I cannot handle this any longer
1:15:00 AM
Thursday
The only thought in my head is that I don't want to be here any longer. Everything is so awful, I feel sick mentally AND physically, I feel disgusting. If I could just go home, I could follow this same plan. I could go to the hospital for weekly weigh ins or something. I just want to get out of here. I am not here voluntarily and I am not motivated. I am being forced into being here and it becomes clearer and clearer. I am here because I am forced, I am expected. But I cannot handle this any longer.
Friday
Today I am going to have an MRT scan, even though at first they said I didn't need this, as they did it in Tallinn already. Today there is also the family talk, which I am feeling really anxious for. And baking. Or rather making the cake, cause it does not need to go in the oven.
For a moment I thought about going out with my parents for the snacktime, but I think it is better not to. But I want to pop by the store with them. Also I found out the recipe wasn't the one that came up googling, it was something different where it also had a chocolate glaze and they added sweetened condensed milk as well. So if until now it felt rather safe, I don't feel like eating it at all anymore and my hands are shaking badly. Yet I have decided. Also the first snacktime sucked, because I had to have it before MRT scan and I couldn't enjoy it at all. Also it was supposed to be the hospital's selection, but I forgot and took chocolate and a cookie. Now I feel bad, even though I shouldn't...
Yesterday a friend from Tallinn came to visit me and it was so nice. Time went past super fast - even too fast - and she kind of managed to call me down after this awful day, during which I cried just as much as at the beginning. They gave me a calming drink again... I feel like a failure. I talked to my doctor for a moment and she prescribed me sedatives 3 times a day, because obviously I cannot handle this. Which is good. Maybe I will feel a bit better. But at the same time it doesn't help with the bad thoughts, especially with the "I don't want to get better" one.
Eating the snack aka the cake we made was nice. I am feeling really guilty, but it tasted good. It is difficult to focus on the good side, because I have been feeling really uncomfortable from the lunch and I am having serious moments of body dysmorphia.

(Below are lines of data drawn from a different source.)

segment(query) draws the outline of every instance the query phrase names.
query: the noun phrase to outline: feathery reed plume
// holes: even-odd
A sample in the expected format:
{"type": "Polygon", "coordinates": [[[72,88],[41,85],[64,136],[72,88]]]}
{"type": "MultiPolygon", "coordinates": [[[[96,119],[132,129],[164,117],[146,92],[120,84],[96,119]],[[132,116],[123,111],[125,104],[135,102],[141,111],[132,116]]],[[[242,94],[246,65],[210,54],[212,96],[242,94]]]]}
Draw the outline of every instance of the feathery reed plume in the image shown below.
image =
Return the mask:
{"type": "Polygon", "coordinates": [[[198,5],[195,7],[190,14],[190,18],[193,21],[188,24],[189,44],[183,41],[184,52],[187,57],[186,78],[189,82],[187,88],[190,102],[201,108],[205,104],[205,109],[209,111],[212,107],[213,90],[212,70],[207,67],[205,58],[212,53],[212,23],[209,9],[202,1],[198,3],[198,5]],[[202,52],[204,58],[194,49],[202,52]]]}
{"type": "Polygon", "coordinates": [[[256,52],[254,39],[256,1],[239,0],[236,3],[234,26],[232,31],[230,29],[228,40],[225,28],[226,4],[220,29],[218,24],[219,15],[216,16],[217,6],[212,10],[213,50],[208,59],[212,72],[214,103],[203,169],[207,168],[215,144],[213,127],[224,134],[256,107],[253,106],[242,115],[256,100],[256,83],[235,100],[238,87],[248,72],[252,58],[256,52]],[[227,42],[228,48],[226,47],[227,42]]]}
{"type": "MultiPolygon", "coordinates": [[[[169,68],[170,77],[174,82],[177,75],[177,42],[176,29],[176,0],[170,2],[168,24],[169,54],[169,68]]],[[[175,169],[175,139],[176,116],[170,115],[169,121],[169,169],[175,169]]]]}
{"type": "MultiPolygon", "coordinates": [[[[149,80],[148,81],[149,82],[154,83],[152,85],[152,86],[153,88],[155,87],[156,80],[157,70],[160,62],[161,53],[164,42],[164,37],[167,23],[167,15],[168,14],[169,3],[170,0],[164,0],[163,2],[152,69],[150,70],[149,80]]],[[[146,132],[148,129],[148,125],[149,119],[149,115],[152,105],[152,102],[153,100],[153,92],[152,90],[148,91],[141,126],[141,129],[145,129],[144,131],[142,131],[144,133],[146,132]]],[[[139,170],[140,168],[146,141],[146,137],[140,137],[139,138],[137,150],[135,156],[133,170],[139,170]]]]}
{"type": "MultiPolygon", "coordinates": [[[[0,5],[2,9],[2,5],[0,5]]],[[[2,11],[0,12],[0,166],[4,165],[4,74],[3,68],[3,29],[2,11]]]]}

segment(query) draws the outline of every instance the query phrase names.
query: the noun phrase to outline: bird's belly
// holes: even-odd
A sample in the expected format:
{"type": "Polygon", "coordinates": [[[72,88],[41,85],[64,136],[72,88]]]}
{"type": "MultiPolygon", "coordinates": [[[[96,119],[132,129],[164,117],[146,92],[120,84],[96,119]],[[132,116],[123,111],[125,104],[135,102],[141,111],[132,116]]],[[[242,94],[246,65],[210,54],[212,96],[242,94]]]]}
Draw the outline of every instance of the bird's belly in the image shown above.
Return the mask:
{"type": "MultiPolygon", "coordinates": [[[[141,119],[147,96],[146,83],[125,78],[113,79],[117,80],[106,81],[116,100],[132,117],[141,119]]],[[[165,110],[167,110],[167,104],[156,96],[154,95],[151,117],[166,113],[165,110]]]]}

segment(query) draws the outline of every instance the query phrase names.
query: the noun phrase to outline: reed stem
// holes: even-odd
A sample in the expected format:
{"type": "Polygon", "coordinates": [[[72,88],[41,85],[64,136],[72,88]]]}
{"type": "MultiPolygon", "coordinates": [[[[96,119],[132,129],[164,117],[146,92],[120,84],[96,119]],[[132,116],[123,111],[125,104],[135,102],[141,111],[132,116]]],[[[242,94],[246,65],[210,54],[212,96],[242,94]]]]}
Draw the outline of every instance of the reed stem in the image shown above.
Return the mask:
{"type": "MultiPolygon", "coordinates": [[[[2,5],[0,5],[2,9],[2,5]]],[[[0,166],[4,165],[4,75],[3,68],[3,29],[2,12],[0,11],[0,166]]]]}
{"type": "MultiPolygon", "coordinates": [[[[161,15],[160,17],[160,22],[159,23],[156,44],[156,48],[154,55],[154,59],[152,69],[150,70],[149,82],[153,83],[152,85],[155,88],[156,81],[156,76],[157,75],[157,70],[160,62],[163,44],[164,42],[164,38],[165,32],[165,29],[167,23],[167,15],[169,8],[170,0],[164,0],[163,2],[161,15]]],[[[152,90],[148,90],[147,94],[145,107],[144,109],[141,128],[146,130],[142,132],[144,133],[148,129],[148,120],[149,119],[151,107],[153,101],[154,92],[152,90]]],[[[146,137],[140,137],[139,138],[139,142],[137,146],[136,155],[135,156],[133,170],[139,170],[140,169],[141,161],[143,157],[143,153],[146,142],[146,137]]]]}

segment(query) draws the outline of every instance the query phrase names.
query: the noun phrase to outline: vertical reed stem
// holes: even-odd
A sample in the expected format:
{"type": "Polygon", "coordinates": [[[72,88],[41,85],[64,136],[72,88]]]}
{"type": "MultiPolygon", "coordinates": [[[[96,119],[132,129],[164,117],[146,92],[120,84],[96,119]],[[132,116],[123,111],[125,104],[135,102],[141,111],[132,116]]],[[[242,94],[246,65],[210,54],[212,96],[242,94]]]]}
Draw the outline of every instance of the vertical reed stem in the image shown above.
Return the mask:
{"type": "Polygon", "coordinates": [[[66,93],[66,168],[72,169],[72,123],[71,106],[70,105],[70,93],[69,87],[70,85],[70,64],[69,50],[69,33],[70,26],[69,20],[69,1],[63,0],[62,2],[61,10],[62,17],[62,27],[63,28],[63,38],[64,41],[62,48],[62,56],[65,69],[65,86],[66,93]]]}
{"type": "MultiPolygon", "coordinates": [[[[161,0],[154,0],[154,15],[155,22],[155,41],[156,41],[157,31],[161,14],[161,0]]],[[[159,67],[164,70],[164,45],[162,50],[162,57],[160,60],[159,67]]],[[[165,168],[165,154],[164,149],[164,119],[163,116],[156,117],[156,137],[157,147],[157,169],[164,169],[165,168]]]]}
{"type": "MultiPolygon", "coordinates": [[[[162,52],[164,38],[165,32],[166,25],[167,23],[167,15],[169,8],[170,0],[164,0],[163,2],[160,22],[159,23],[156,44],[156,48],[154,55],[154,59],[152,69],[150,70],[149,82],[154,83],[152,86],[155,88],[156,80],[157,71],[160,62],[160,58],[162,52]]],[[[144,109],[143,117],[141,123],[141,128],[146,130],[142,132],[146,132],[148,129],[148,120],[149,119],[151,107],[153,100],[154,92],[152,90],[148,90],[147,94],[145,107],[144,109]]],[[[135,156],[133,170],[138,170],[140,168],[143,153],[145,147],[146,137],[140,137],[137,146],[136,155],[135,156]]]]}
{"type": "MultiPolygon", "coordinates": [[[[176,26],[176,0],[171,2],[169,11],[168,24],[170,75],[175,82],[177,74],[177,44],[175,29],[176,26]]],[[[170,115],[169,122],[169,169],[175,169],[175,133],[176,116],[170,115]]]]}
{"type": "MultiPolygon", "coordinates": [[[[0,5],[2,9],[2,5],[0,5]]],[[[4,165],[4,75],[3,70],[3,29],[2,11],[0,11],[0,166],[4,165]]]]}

Family talk went... better than I expected. At the same time things said there were not the best news for me, it was about how long I need to stay at the hospital. And I don't agree with that. I want to gain weight in my own pace and in my own home. I am seriously ready to go and see a doctor every single week, if this is what it takes. But they still did not agree. I cried about it (but I cry about everything so what else is new.) I feel as if I am being tortured and kept inprisoned. And during some moments I am sure I will just quit being here and have myself released. ANYTHING woud be better than this here.
Today's physiotherapy was nice. We did some tensing-relaxing exercises and massaged each other. It was different, but left me with a nice and calm feeling. Soon it is dinnertime already, again eating. I miss the feeling of wanting to eat or being hungry, I haven't felt it for as long as I have been here.
Today's last snack also made me upset again. I had ice cream. You know, like the 250 grams carton. And I had to have half of it and get an extra cookie on top of it. Calories were full before that. I haven't been feeling as shit lately as I felt for this. I feel like I am a fucking pig, who is just being fed here. No one cares what I feel or what it does to me. They can just get their job done and get rid of me and that is it. Great.
Saturday
I haven't felt that things are so unfair for the longest time. I just want to scream and somehow make people understand that keeping me here makes me feel worse mentally than it does me good. But no one understands. I have a feeling that I don't have anyone to trust, no one to tell how difficult it really is. I am not feeling better after crying. Sedatives help with the anxiety, but there are still thoughts, and I cannot get rid of those. I am so tired of fighting with my head, but I have to do it every fucking second. I don't remember the last time I didn't think so much or thought of other things (at least during the times where I was alone; even though with friends I am still feeling physically super uncomfortable). I wish I could show people exactly what is going on in my head. I cannot really explain it in writing or talking, but I want people to understand. I just want others to really understand me, as it is not happening currently.
Sunday
Today started surprisingly calmly for me. My mood is neutral - not good nor bad. I guess there have been some things that have made me upset, but I have managed to get over them and right now I am feeling better than yesterday. Can't say the same about my physical situation - I am feeling super uncomfortable.
Of course I am thinking about the weigh in. What ever comes, comes, and I can't help it, even if I wanted to. I am just scared that the gain is as big or more than last time. It would mean five weeks and more than 5 kgs. I don't know why it is so difficult to accept it. I have to repeat that this is why I am here... but emotions and feelings just don't get it. It is difficult like this. I know that I am here for this, but I still don't want to gain weight. Disgusting.
My friend came to visit and helped me spend 2 hours very nicely. I will now read a bit and try not to think of the morning.
Monday
I have gaineg 900 grams (41,9 kgs). So in a week, 1,5 kgs. Too much. And no one understands me.